Une norme régionale pour le gari a été adoptée pour l'Afrique par la Commission du Codex Alimentarius (1986) qui a classé le gari en cinq catégories, selon la dimension des grains, et spécifié leurs critères essentiels de composition et de qualité. Ils comprennent le manioc à l'état brut et sa couleur caractéristique, le goût et l'odeur du gari et la spécification concernant l'acidité (pas moins de 0,6 pour cent et pas plus de I pour cent m/m spécifié en acide lactique), l'acide cyanhydrique total (ne dépassant pas 2 mg/kg spécifié en HCN libre), l'humidité (ne dépassant pas 12 pour cent m/m), la cellulose brute (ne dépassant pas 2 pour cent m/m), la teneur en cendres (ne dépassant pas 2,75 pour cent m/m), et il ne devrait contenir pratiquement aucune matière étrangère.
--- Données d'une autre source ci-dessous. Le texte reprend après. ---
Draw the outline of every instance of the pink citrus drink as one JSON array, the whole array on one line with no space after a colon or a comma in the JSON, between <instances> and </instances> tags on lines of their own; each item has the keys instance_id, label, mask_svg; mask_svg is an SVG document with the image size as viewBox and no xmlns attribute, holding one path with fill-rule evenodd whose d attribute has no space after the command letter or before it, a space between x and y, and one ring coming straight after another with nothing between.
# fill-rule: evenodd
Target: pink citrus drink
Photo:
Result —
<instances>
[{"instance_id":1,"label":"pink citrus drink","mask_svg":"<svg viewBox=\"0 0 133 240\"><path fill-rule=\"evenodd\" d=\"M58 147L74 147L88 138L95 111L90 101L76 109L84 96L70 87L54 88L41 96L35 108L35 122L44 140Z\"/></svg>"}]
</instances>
Parfois, on y ajoute des graisses ou des huiles alimentaires et du sel, ou encore on l'enrichit de vitamines, de protéines et d'autres substances nutritives, mais l'adjonction d'additifs alimentaires est interdite.

Les méthodes ulilisées pour transformer le manioc dans le Pacifique Sud varient d'une île à l'autre bien que la cuisson des tubercules à l'eau ou au four soit une technique assez répandue. Dans les îles Salomon, les racines sont souvent râpées et mélangées à de la noix de coco ou à de la banane et consommées comme dessert. Dans les Nouvelles-Hébrides, le manioc est râpé, enveloppé dans des feuilles de bananier et cuit au four.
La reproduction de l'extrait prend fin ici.